Ben Warren - La théorie de MacArthur et Wilson vise à expliquer que le nombre d'espèces sur une île résulte d'un équilibre entre l'immigration de nouvelles espèces et l'extinction des espèces présentes. D’après eux, la richesse spécifique d'une île est fonction de sa taille et de son isolement ou de son éloignement par rapport à un continent. Les deux scientifiques ont su utiliser à l’époque les îles comme des« outils » pour quantifier les effets de la taille et de l’isolement d’une région géographique sur la biodiversité.

B&A - En quoi les îles jouent-elles d’ailleurs aujourd’hui le rôle de « systèmes modèles » en matière d'écologie et d'évolution?

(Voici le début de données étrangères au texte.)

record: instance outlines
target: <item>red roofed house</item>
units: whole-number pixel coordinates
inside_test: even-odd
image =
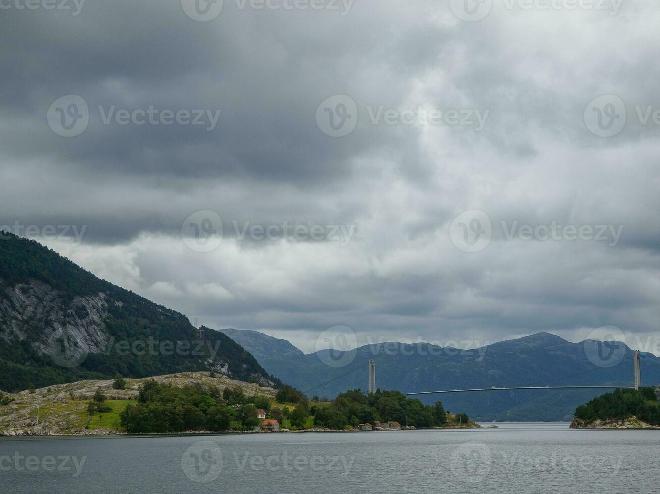
[[[261,430],[277,432],[280,430],[280,423],[277,420],[264,420],[261,422]]]

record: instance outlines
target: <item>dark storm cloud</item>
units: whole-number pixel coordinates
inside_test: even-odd
[[[660,316],[659,10],[494,9],[478,22],[437,1],[364,0],[342,16],[225,0],[209,22],[174,0],[87,0],[78,16],[3,10],[0,225],[84,227],[79,245],[43,240],[204,323],[286,335],[306,350],[337,324],[389,339],[578,337],[607,324],[650,334]],[[63,138],[46,113],[69,94],[90,119]],[[357,109],[341,138],[315,121],[335,94]],[[609,138],[584,117],[603,94],[620,97],[627,117]],[[103,121],[113,106],[150,105],[220,114],[214,126]],[[420,107],[487,118],[478,130],[371,122],[379,108]],[[224,236],[201,253],[180,232],[205,209]],[[473,209],[493,231],[470,254],[449,225]],[[284,221],[355,230],[345,245],[241,239],[234,227]],[[553,222],[623,229],[612,246],[506,234]]]

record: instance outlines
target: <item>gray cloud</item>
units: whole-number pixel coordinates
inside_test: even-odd
[[[240,10],[195,22],[178,1],[87,0],[80,15],[0,16],[0,225],[86,227],[42,238],[98,276],[214,327],[263,331],[306,350],[346,324],[358,336],[494,341],[568,338],[658,319],[659,7],[494,9],[460,21],[448,3],[356,2],[329,11]],[[612,94],[628,121],[611,138],[583,115]],[[67,138],[46,112],[78,94],[89,125]],[[356,102],[333,138],[319,104]],[[220,110],[217,126],[104,124],[98,111]],[[372,124],[370,109],[488,111],[461,125]],[[200,253],[180,234],[197,211],[224,235]],[[482,251],[449,225],[480,209]],[[251,225],[355,225],[350,243],[241,240]],[[615,246],[507,240],[501,222],[623,225]],[[584,334],[583,334],[584,333]],[[311,342],[311,343],[310,343]]]

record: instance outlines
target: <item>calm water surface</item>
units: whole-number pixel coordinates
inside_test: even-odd
[[[660,431],[0,439],[7,493],[657,492]]]

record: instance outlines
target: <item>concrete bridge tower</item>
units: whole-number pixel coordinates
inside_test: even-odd
[[[369,359],[369,371],[367,378],[369,379],[367,394],[371,395],[372,393],[376,393],[376,362],[373,358]]]
[[[633,362],[635,366],[635,389],[639,389],[642,385],[642,369],[640,367],[640,355],[642,352],[636,350],[632,354]]]

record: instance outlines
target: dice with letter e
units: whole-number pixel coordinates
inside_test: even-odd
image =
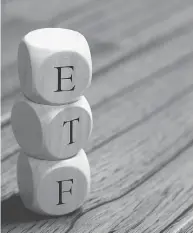
[[[21,151],[17,181],[24,205],[40,214],[62,215],[79,208],[90,190],[90,166],[84,150],[73,158],[39,160]]]
[[[92,61],[85,37],[63,28],[42,28],[24,36],[18,49],[21,90],[39,104],[75,101],[89,87]]]
[[[23,95],[11,112],[12,129],[18,144],[38,159],[73,157],[87,143],[93,127],[92,112],[84,96],[60,105],[42,105]]]

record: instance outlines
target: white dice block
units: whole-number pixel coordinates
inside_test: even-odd
[[[93,127],[92,112],[84,96],[71,104],[51,106],[21,95],[12,108],[11,123],[24,152],[45,160],[74,156],[86,145]]]
[[[24,205],[40,214],[63,215],[79,208],[90,190],[90,166],[83,150],[61,161],[38,160],[22,151],[17,180]]]
[[[29,32],[19,45],[18,72],[21,90],[32,101],[49,105],[75,101],[91,83],[88,43],[69,29]]]

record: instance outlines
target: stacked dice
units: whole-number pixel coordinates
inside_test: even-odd
[[[80,33],[43,28],[18,49],[22,94],[11,114],[21,152],[17,180],[24,205],[62,215],[79,208],[90,189],[84,148],[93,121],[83,96],[92,78],[88,43]]]

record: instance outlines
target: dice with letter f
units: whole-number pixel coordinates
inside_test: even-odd
[[[21,199],[40,214],[70,213],[90,190],[83,150],[93,127],[83,96],[92,77],[87,41],[62,28],[29,32],[19,45],[18,72],[23,94],[11,122],[22,148],[17,162]]]

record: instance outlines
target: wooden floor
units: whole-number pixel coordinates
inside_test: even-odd
[[[21,203],[10,110],[27,32],[81,32],[93,59],[91,193],[62,217]],[[193,0],[2,1],[2,232],[193,232]]]

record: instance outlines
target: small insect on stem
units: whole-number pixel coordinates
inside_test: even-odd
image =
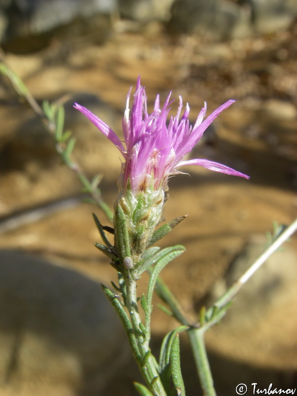
[[[127,269],[133,268],[133,260],[131,257],[125,257],[124,259],[124,265]]]

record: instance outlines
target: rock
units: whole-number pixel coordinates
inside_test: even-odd
[[[297,109],[292,103],[277,99],[270,99],[263,103],[263,110],[271,118],[294,120],[297,117]]]
[[[0,262],[1,391],[100,394],[126,354],[100,285],[20,251],[0,251]]]
[[[246,0],[251,8],[252,23],[257,33],[269,33],[285,29],[297,15],[295,0]]]
[[[198,34],[215,41],[229,40],[246,35],[248,15],[238,4],[224,0],[176,0],[168,27],[174,34]]]
[[[93,36],[101,43],[111,30],[109,15],[115,0],[8,0],[3,7],[7,26],[1,44],[6,51],[26,53],[49,45],[53,37],[63,41]],[[90,39],[90,37],[89,37]]]
[[[123,18],[140,22],[167,20],[174,0],[118,0],[119,11]]]
[[[263,251],[265,238],[254,236],[231,263],[224,277],[215,284],[212,299],[225,293]],[[286,245],[274,253],[243,287],[221,326],[254,327],[269,310],[290,301],[297,280],[297,256]]]
[[[294,0],[175,0],[168,28],[173,33],[221,41],[277,32],[297,15]]]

BW - Depuis 1963, les systèmes insulaires ont fourni de nouvelles connaissances à notre compréhension de l'écologie et de l'évolution des communautés en général, et notamment au-delà des îles, dont les côtes délimitent, souvent de longue date, les distributions naturelles des espèces et des populations. L'identification des répartitions actuelles et historiques des espèces et des populations s’en trouve alors facilitée. Autant de recherches d’ailleurs souvent impossibles à répéter en laboratoire ou à l’échelle d’une vie humaine. En outre, les îles représentent souvent des terrains d’études « vierges » pour l'étude de la formation de communautés naturelles (forêts, savanes, etc.), en ayant été formées dépourvues de toute forme de vie suite à des épisodes volcaniques (par exemple les Mascareignes, océan Indien) ou suite à des phénomènes liés à des changements du niveau des océans (ex : Aldabra et les Iles Eparses, océan Indien). Les îles combinent donc plusieurs atouts pour offrir des possibilités de recherche inhabituelles, dont les conclusions s’imposent bien souvent au-delà des îles.

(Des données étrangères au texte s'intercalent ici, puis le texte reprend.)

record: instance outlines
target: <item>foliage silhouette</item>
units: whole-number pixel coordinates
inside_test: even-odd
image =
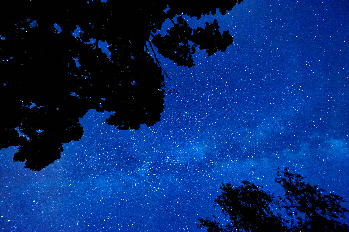
[[[19,146],[14,160],[38,171],[60,157],[63,143],[81,137],[79,118],[89,109],[114,112],[107,122],[120,130],[154,125],[166,73],[154,47],[188,67],[198,45],[208,55],[224,51],[232,37],[216,20],[193,29],[181,15],[224,15],[242,1],[2,1],[0,148]],[[156,34],[168,18],[169,35]]]
[[[348,211],[341,206],[343,198],[325,191],[318,185],[303,181],[304,177],[291,173],[287,168],[278,168],[275,181],[285,191],[278,200],[273,194],[245,180],[241,186],[222,183],[223,192],[214,203],[222,209],[230,222],[223,225],[214,220],[199,219],[198,227],[207,227],[208,232],[228,231],[349,231],[349,227],[337,221],[345,217]]]

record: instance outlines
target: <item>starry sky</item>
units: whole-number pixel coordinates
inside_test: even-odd
[[[349,208],[349,2],[244,0],[184,17],[216,17],[233,36],[225,52],[197,49],[190,68],[158,55],[172,94],[154,126],[119,130],[91,110],[81,139],[38,172],[12,161],[16,147],[0,150],[0,230],[199,231],[220,214],[222,183],[282,194],[278,167]]]

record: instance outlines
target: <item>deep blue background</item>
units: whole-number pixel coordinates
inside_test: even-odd
[[[218,17],[233,42],[198,51],[191,68],[158,55],[174,90],[153,126],[119,130],[91,110],[82,138],[39,172],[12,161],[16,148],[1,150],[0,230],[196,231],[198,218],[220,215],[222,182],[282,193],[278,166],[349,200],[348,9],[245,0],[224,16],[185,17]]]

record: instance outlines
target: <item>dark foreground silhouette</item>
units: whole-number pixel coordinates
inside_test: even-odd
[[[209,56],[232,42],[217,20],[192,28],[176,16],[224,15],[242,1],[2,1],[0,149],[19,146],[14,160],[38,171],[60,157],[63,143],[81,137],[79,118],[89,109],[115,112],[107,121],[121,130],[154,125],[167,76],[156,49],[191,67],[196,48]],[[168,34],[156,34],[167,19]]]
[[[303,181],[304,177],[278,168],[275,181],[285,190],[284,197],[275,200],[270,192],[261,190],[248,181],[241,186],[222,184],[222,195],[214,202],[222,209],[230,223],[199,218],[199,227],[208,232],[228,231],[346,232],[349,227],[337,221],[348,211],[341,206],[343,199],[333,193],[326,195],[318,185]]]

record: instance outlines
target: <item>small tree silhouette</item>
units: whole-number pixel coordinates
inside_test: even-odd
[[[347,225],[337,221],[348,210],[341,206],[344,201],[335,194],[325,194],[318,185],[303,182],[304,178],[278,168],[275,181],[285,191],[284,197],[276,200],[273,194],[248,181],[241,186],[222,184],[221,195],[214,200],[230,222],[223,225],[213,221],[199,219],[200,227],[209,232],[228,231],[348,231]]]

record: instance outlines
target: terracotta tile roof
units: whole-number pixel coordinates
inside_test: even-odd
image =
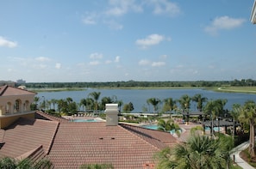
[[[55,168],[78,168],[88,163],[143,168],[143,165],[153,163],[153,155],[167,146],[161,142],[169,142],[168,139],[175,142],[170,134],[126,124],[60,123],[49,159]]]
[[[23,90],[21,88],[16,88],[14,87],[9,87],[8,85],[0,87],[0,96],[11,96],[11,95],[31,95],[36,94],[34,92],[30,92],[28,90]]]
[[[19,118],[5,129],[0,157],[19,157],[42,146],[48,153],[59,126],[58,122]]]
[[[51,120],[51,121],[57,121],[57,122],[69,122],[68,119],[66,119],[64,118],[58,118],[41,111],[35,112],[34,118],[36,119]]]
[[[168,132],[158,131],[124,124],[120,125],[158,148],[164,148],[166,145],[172,147],[178,142],[177,139]]]
[[[145,168],[153,156],[177,142],[169,133],[105,122],[67,123],[20,118],[0,131],[0,158],[48,158],[54,168],[78,168],[83,164],[112,164],[115,169]]]

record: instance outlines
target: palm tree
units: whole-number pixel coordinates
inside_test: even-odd
[[[92,106],[93,106],[93,99],[91,98],[86,98],[86,109],[89,110],[89,111],[91,111],[92,110]]]
[[[151,104],[153,107],[153,113],[156,112],[156,111],[158,110],[157,106],[159,105],[159,103],[160,102],[160,100],[157,98],[150,98],[147,100],[147,103]]]
[[[100,95],[101,95],[100,92],[92,92],[92,93],[89,94],[89,96],[91,96],[93,98],[94,101],[95,101],[94,102],[94,104],[95,104],[94,105],[95,106],[94,110],[95,111],[97,111],[97,107],[98,107],[97,100],[98,100]]]
[[[158,130],[171,132],[174,131],[178,136],[180,135],[180,128],[178,124],[175,124],[173,119],[168,119],[167,121],[160,118],[158,121]]]
[[[252,158],[255,157],[255,121],[256,104],[253,100],[247,100],[239,116],[239,120],[250,125],[249,154]]]
[[[186,143],[177,144],[172,150],[168,148],[157,154],[158,168],[222,169],[225,166],[228,167],[231,160],[230,156],[227,154],[231,146],[229,148],[228,145],[223,144],[224,142],[224,139],[192,135]]]
[[[101,101],[101,109],[105,110],[106,104],[108,103],[113,103],[113,100],[109,97],[103,97]]]
[[[176,106],[176,101],[172,100],[172,98],[167,98],[164,100],[164,112],[170,112],[170,116],[171,112],[177,107]]]
[[[235,124],[238,120],[238,117],[239,117],[240,112],[241,112],[241,106],[240,104],[234,104],[232,106],[232,111],[230,112],[230,115],[233,118],[233,133],[232,133],[233,139],[234,138],[234,134],[235,134],[235,130],[236,130]]]
[[[197,103],[197,108],[199,112],[201,112],[203,110],[203,104],[207,101],[207,98],[203,97],[200,94],[197,94],[191,99],[193,101]]]
[[[87,102],[86,102],[86,100],[85,99],[82,99],[81,100],[80,100],[80,106],[82,106],[83,107],[83,112],[84,112],[84,107],[85,107],[85,112],[86,112],[86,106],[87,106]]]
[[[187,113],[187,122],[189,122],[190,119],[189,110],[190,108],[190,100],[191,98],[188,94],[182,95],[178,100],[183,112]]]
[[[29,159],[22,159],[16,160],[10,157],[4,157],[0,160],[0,168],[6,169],[22,169],[22,168],[34,168],[34,169],[50,169],[53,167],[53,164],[47,159],[41,159],[36,162],[30,160]]]
[[[220,109],[221,109],[221,105],[217,104],[216,101],[211,100],[206,103],[203,110],[205,115],[210,116],[210,120],[211,120],[210,134],[212,136],[213,136],[213,131],[214,131],[213,121],[217,117],[217,114]]]
[[[52,102],[52,104],[53,104],[53,109],[56,110],[56,109],[55,109],[55,105],[58,104],[58,100],[55,100],[55,99],[52,99],[52,100],[51,100],[51,102]]]
[[[118,104],[118,110],[119,112],[121,112],[121,109],[122,109],[121,107],[123,105],[122,100],[117,100],[117,104]]]

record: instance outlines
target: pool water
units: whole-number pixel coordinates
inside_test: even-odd
[[[214,130],[215,131],[220,131],[222,130],[222,128],[221,127],[214,127]],[[205,131],[209,131],[210,130],[210,128],[209,127],[205,127]]]
[[[92,119],[74,119],[73,122],[100,122],[97,119],[92,118]]]
[[[152,125],[141,125],[141,127],[146,128],[146,129],[155,130],[158,130],[158,125],[156,125],[156,124],[152,124]],[[181,133],[182,130],[179,130],[179,132]],[[174,135],[174,134],[175,134],[175,130],[172,130],[170,131],[170,133],[171,133],[172,135]]]

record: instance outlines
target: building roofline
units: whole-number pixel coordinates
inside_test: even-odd
[[[252,9],[251,21],[253,24],[256,24],[256,0],[254,0],[253,6]]]

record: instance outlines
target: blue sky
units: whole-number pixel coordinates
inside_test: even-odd
[[[256,78],[253,0],[0,2],[0,80]]]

B&A - Vous utilisez de votre côté des outils moléculaires et d'acquisition de données inexistantes dans les années 1960. En quoi ces outils vous ont-ils permis d’aller plus loin dans la réflexion menée par les deux scientifiques à l’époque? 

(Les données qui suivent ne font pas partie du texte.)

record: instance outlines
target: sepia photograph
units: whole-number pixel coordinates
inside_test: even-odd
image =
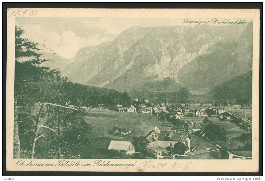
[[[10,170],[257,171],[259,11],[184,10],[8,9]]]

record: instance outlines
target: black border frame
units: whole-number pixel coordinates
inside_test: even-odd
[[[257,9],[260,15],[259,117],[258,172],[109,172],[11,171],[6,168],[5,151],[3,152],[2,175],[29,176],[262,176],[262,3],[3,3],[3,98],[6,102],[7,11],[10,8]],[[3,147],[6,149],[6,105],[3,108]],[[4,150],[4,148],[5,149]]]

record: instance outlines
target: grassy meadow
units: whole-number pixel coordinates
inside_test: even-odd
[[[124,141],[132,141],[134,137],[146,136],[156,125],[161,131],[172,131],[173,125],[162,122],[161,119],[151,114],[136,113],[119,112],[90,109],[85,117],[87,122],[91,124],[92,129],[88,136],[93,138],[107,137]],[[121,128],[126,128],[131,133],[124,136],[111,134],[115,126]]]

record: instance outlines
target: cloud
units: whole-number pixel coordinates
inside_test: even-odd
[[[23,37],[39,43],[38,47],[42,51],[58,54],[64,58],[73,58],[80,48],[86,46],[84,43],[85,39],[81,39],[71,31],[61,33],[54,31],[47,31],[38,25],[24,26],[22,28],[25,30]]]

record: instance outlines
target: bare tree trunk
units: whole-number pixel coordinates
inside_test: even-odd
[[[61,158],[61,147],[60,146],[60,113],[59,112],[59,108],[58,108],[58,148],[59,150],[58,152],[58,158],[60,159]]]
[[[14,141],[13,154],[14,158],[20,158],[20,141],[19,134],[17,123],[17,109],[16,99],[15,99],[14,106]]]

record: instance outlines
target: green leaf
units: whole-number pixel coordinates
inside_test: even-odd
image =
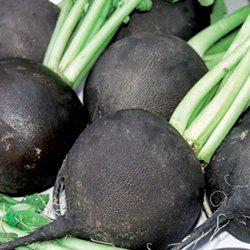
[[[10,226],[14,227],[20,221],[22,221],[26,217],[29,217],[34,212],[35,207],[30,204],[16,204],[9,209],[9,211],[3,217],[3,220]]]
[[[214,4],[214,0],[198,0],[202,6],[210,6]]]
[[[150,11],[152,8],[152,1],[151,0],[142,0],[136,7],[138,11]]]
[[[26,195],[21,203],[28,203],[36,207],[36,210],[43,211],[49,202],[49,194],[32,194]]]
[[[8,241],[11,241],[15,238],[17,238],[17,234],[15,233],[0,233],[0,242],[8,242]]]
[[[180,0],[166,0],[167,2],[169,2],[169,3],[177,3],[177,2],[179,2]]]
[[[30,213],[29,216],[25,216],[22,218],[22,221],[19,222],[16,227],[32,232],[35,231],[37,228],[42,227],[50,222],[49,219],[43,217],[42,215],[38,214],[37,212]]]
[[[227,13],[227,7],[224,0],[216,0],[214,2],[212,12],[210,14],[210,23],[216,23]]]

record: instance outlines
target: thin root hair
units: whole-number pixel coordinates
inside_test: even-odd
[[[232,189],[238,189],[238,188],[248,188],[250,187],[250,179],[248,180],[248,183],[245,185],[234,185],[234,184],[230,184],[229,181],[227,180],[227,178],[230,176],[230,174],[225,175],[224,180],[226,182],[226,184],[231,187]]]

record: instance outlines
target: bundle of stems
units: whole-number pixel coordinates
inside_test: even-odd
[[[250,104],[250,5],[210,25],[188,44],[205,60],[205,74],[175,109],[170,123],[199,160],[211,157]]]
[[[40,197],[39,194],[37,197]],[[42,198],[41,198],[42,201]],[[28,235],[36,230],[34,225],[42,226],[51,220],[43,215],[44,210],[37,210],[32,202],[17,201],[7,195],[0,194],[0,242],[8,242],[14,238]],[[42,201],[43,202],[43,201]],[[107,244],[86,241],[74,237],[65,237],[52,242],[37,242],[29,246],[18,247],[17,250],[124,250]]]
[[[43,64],[76,89],[130,13],[151,7],[151,0],[63,0]]]

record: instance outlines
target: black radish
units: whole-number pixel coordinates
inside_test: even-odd
[[[0,58],[42,62],[59,15],[48,0],[0,0]]]
[[[29,59],[0,60],[0,192],[21,196],[52,186],[85,117],[54,72]]]
[[[192,149],[165,119],[117,111],[91,123],[71,148],[54,190],[58,202],[65,185],[65,214],[0,249],[70,235],[164,249],[195,225],[203,184]]]
[[[224,227],[237,239],[250,242],[250,112],[224,139],[205,168],[206,192],[213,214],[176,248]]]
[[[136,34],[116,41],[101,55],[87,77],[84,104],[90,121],[131,108],[169,119],[206,72],[203,60],[184,40]]]
[[[197,0],[152,2],[150,11],[132,13],[129,22],[116,33],[115,41],[138,33],[173,34],[187,41],[210,24],[212,7],[201,6]]]

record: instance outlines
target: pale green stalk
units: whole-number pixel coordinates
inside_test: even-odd
[[[241,60],[249,45],[250,41],[246,41],[241,46],[237,47],[230,55],[208,71],[182,99],[170,118],[170,123],[182,135],[184,135],[189,119],[196,107],[221,81],[227,71],[232,69]],[[209,119],[209,116],[207,119]]]
[[[49,45],[47,47],[47,50],[46,50],[46,53],[45,53],[45,56],[44,56],[44,59],[43,59],[43,64],[45,66],[48,65],[48,61],[49,61],[50,55],[52,53],[52,50],[54,48],[57,36],[58,36],[58,34],[60,32],[60,29],[62,28],[63,23],[65,22],[68,14],[69,14],[72,6],[73,6],[73,3],[74,3],[73,0],[64,0],[61,3],[60,14],[59,14],[59,17],[57,19],[56,26],[54,28],[53,34],[51,36]]]
[[[211,26],[208,26],[188,40],[188,44],[201,56],[220,38],[241,25],[250,12],[250,4],[231,13]],[[201,42],[202,41],[202,42]]]
[[[69,41],[70,36],[75,29],[81,15],[83,14],[85,5],[88,3],[88,1],[89,0],[77,0],[72,6],[68,17],[66,18],[62,28],[59,31],[59,34],[57,35],[51,55],[49,57],[47,67],[51,70],[58,72],[58,64],[67,46],[67,42]]]
[[[102,44],[105,43],[107,37],[111,35],[120,27],[123,20],[136,8],[141,0],[127,1],[121,8],[116,9],[109,20],[102,26],[97,34],[92,38],[72,63],[66,68],[62,77],[67,82],[73,83],[88,63],[92,60],[95,54],[100,51]]]
[[[250,40],[248,40],[248,47],[249,45]],[[241,47],[241,45],[239,45],[239,47]],[[231,56],[233,52],[231,52],[229,56]],[[197,152],[199,152],[200,148],[208,140],[212,131],[216,128],[244,85],[250,72],[249,65],[250,50],[248,49],[246,55],[244,55],[221,91],[186,129],[184,137],[188,142],[192,142]]]
[[[110,4],[111,0],[95,0],[92,4],[90,4],[86,15],[81,22],[80,28],[77,29],[76,35],[70,42],[70,45],[59,63],[59,72],[63,72],[63,70],[78,55],[80,50],[103,25],[110,8]],[[93,16],[95,18],[93,18]]]
[[[219,125],[210,135],[205,145],[198,153],[198,159],[209,162],[216,149],[220,146],[230,129],[233,127],[239,116],[246,108],[249,107],[250,102],[250,77],[242,87],[232,106],[222,118]]]
[[[62,246],[72,247],[74,250],[124,250],[124,248],[118,248],[107,244],[100,244],[70,237],[60,239],[57,242]]]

BW - Les outils moléculaires et d'acquisition de données permettent aujourd’hui une réévaluation plus fine et plus précise de certaines questions fondamentales auxquelles MacArthur et Wilson se sont intéressés. Ces auteurs ont en effet étudié les effets de la taille et de l'isolement d'une région géographique sur la facilité avec laquelle les organismes arrivent (immigration naturelle) et résistent face aux risques d’extinction locale. Depuis, on a également observé que le nombre d'espèces dans une zone géographique donnée tendait à augmenter par divisions de certaines populations en deux [voire plusieurs ndlr] espèces distinctes. C'est un processus évolutif que l'on nomme de manière générique la spéciation, et qui à l'origine de nouvelles espèces. Or, seule l’utilisation de techniques moléculaires permet de mettre en évidence la spéciation et de montrer son importance dans des régions géographiques de tailles, d’âges et d’isolements différents, dont l’étude nous aide en retour à affiner notre compréhension sur le phénomène de spéciation lui-même.

[1]  Islands as model systems in ecology and evolution: prospects fifty years after MacArthur-Wilson - Ecology Letters (2015) 18: 200–217.

[2]   Au Centre de Synthèse et d'Analyse sur la Biodiversité - CESAB (Aix-en-Provence).